Discussion:
[dm-devel] [PATCH 3/3] block: use a driver-specific handler for the "inflight" value
Mikulas Patocka
2018-11-16 00:04:19 UTC
Permalink
Device mapper was converted to percpu inflight counters. In order to
display the correct values in the "inflight" sysfs file and in
/proc/diskstats, we need a custom callback that sums the percpu counters.

The function part_round_stats calculates the number of in-flight I/Os
every jiffy and uses this to calculate the counters time_in_queue and
io_ticks. In order to avoid excessive memory traffic on systems with high
number of CPUs, this functionality is disabled when percpu inflight values
are used and the values time_in_queue and io_ticks are calculated
differently - the result is less precise.

We add the duration of an I/O to time_in_queue when the I/O finishes (the
value is almost the same as previously, except for the time of in-flight
I/Os).

If an I/O starts or finishes and the "jiffies" value has changed, we add
one to io_ticks. If the I/Os take less than a jiffy, the value is as exact
as the previous value.

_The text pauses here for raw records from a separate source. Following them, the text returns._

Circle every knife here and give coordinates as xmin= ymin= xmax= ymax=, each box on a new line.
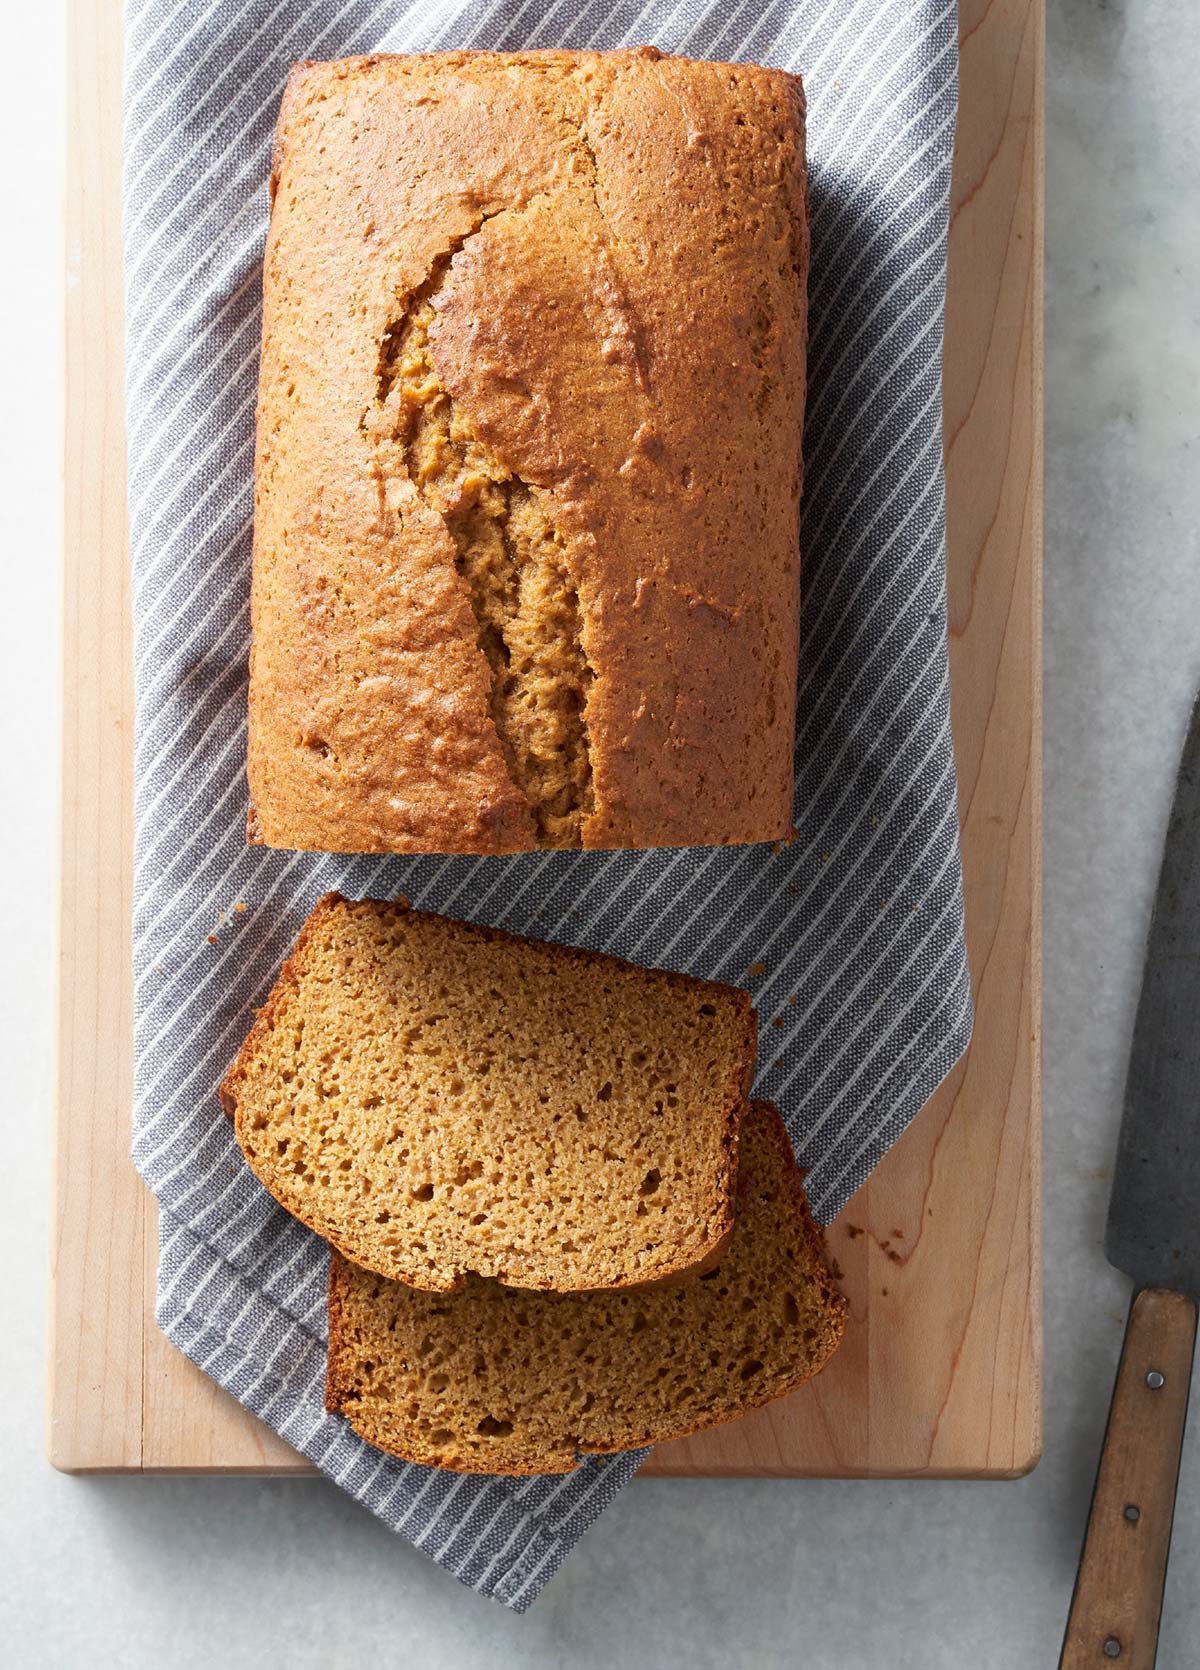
xmin=1061 ymin=693 xmax=1200 ymax=1669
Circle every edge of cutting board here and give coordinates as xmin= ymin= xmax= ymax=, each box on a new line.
xmin=50 ymin=0 xmax=1043 ymax=1479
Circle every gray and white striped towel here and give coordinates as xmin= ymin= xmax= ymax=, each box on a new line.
xmin=124 ymin=0 xmax=969 ymax=1610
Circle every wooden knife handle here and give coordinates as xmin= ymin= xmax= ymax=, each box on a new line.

If the I/Os take more than a jiffy, the value may
lag behind the previous value.

Signed-off-by: Mikulas Patocka <***@redhat.com>

---
block/blk-core.c | 7 ++++++-
block/blk-settings.c | 6 ++++++
block/genhd.c | 12 ++++++++++++
drivers/md/dm.c | 37 +++++++++++++++++++++++++++++++++++--
include/linux/blkdev.h | 3 +++
5 files changed, 62 insertions(+), 3 deletions(-)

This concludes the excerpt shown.